The judiciary in Haiti consists of four levels: the Court of Cassation, courts of appeal, civil courts, and magistrates’ courts. Judges of the court of Cassation are appointed by the president for 10-year terms. Government prosecutors, appointed by the courts, act in both civil and criminal cases. There are also land, labor, and children’s courts. Military courts function in both military and civilian cases when the constitution is suspended. The legal system is based upon the French Napoleonic Code. Until 1995, the Haitian armed forces controlled law enforcement and public security, even though the constitution called for separation of the police and military. Although the constitution also calls for an independent judiciary, all judges since 1986 have been appointed and removed at the will of the government and political pressures affect the judiciary at all levels.

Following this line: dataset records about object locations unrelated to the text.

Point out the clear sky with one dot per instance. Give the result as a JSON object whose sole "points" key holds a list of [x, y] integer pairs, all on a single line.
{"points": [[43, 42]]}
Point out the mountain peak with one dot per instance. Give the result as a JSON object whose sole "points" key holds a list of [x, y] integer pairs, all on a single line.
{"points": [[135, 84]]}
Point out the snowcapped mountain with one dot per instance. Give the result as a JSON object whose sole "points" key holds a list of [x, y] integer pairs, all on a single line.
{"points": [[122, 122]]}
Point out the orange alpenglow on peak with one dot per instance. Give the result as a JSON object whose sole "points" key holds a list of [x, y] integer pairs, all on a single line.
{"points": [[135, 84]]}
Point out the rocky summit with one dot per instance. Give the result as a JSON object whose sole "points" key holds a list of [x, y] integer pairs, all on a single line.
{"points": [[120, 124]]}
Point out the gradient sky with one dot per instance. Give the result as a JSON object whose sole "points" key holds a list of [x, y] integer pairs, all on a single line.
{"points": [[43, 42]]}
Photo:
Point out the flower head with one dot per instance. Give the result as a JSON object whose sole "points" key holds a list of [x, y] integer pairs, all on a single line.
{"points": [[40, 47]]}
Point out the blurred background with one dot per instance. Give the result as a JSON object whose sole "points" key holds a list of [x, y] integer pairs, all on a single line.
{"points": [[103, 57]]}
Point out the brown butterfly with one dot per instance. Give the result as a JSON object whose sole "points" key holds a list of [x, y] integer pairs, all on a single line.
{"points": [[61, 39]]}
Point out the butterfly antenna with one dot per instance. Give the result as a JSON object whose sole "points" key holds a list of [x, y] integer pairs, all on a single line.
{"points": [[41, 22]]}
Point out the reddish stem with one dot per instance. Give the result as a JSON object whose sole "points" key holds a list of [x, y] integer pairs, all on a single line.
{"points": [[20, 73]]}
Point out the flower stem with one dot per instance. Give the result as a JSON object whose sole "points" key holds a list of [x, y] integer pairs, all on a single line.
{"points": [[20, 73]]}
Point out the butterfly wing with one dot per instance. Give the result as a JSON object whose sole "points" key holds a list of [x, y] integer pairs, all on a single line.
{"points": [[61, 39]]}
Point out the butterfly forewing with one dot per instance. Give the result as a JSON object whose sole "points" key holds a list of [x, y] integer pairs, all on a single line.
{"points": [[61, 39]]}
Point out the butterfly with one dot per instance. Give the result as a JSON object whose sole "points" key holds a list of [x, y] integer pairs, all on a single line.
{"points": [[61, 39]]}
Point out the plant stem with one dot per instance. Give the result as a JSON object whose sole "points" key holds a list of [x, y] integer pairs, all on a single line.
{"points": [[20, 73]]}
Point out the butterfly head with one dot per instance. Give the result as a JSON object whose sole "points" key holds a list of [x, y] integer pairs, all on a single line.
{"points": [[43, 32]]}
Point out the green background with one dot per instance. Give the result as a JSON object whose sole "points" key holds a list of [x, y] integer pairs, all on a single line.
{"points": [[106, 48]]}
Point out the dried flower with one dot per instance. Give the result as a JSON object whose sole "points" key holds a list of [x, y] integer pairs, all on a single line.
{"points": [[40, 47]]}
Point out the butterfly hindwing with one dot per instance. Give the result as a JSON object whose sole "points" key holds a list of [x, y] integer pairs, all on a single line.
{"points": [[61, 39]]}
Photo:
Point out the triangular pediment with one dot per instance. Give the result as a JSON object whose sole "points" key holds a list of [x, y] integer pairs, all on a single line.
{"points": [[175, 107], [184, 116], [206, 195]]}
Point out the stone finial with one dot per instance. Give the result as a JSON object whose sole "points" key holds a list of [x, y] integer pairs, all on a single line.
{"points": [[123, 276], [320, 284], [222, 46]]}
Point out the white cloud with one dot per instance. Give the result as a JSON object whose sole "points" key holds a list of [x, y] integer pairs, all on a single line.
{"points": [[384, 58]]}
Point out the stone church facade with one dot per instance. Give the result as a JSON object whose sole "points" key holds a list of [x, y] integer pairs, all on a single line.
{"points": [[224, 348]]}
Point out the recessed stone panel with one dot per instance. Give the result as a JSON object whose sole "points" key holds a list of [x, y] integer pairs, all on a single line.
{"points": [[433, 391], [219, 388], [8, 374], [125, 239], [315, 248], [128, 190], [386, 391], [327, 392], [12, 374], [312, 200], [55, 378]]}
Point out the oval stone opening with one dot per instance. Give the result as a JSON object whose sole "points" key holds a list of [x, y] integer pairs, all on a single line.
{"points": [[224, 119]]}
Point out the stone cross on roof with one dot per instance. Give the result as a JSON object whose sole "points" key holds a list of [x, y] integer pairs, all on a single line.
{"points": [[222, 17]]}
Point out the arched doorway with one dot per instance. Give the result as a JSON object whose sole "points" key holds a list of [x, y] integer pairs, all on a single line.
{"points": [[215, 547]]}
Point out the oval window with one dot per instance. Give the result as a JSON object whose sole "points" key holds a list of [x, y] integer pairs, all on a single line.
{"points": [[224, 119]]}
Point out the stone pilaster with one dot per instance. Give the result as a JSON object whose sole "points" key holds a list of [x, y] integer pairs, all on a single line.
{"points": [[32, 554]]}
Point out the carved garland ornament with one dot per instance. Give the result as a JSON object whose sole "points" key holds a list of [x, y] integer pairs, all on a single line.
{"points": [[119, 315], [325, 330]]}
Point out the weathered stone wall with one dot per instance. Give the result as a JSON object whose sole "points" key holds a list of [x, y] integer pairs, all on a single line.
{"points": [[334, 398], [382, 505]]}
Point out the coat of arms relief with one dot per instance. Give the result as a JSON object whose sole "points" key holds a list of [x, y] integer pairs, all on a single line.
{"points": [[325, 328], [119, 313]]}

Though there have been considerable efforts from various outside sources to reform Haiti’s justice system, it has not evolved, and ambiguity between the executive and judicial powers makes it impossible to secure any form of true justice. There is no civil service security for judges, who receive low salaries, which leads to corruption and disinterest in monitoring the conduct of judges. The quality of the lawyers is uneven, because lawyers have not received a uniform legal education, and there is no respect for the organization or set procedures for fairness or due process. Many people in Haiti do not turn to the courts for help, in spite of overwhelming rates of violent and organized crime. Instead, they turn to the informal justice system, practiced by traditional social and religious figures such as the voodoo priests, to settle disputes. Allegedly a plan for reform is to be completed by December 2010, which will call for ethics for judges, special courts for serious crimes, witness protection and better pay for judges. Meanwhile, the level of pressure by the government on the judges to extort outcomes that support their corruption was so intense in 2002 that the lawyers literally held a walk-out in protest against the conditions in which they had to function. Yet the “good” lawyers simply become adept at knowing who to bribe when, which perpetuates the corrupt judiciary. It is a great curse from God when your judges are corrupt. Job 12:17: He leadeth counsellors away spoiled, and maketh the judges fools. 2 Chronicles 19:6-7 And said to the judges, Take heed what ye do: for ye judge not for man, but for the LORD, who is with you in the judgment. Wherefore now let the fear of the LORD be upon you; take heed and do it: for there is no iniquity with the LORD our God, nor respect of persons, nor taking of gifts.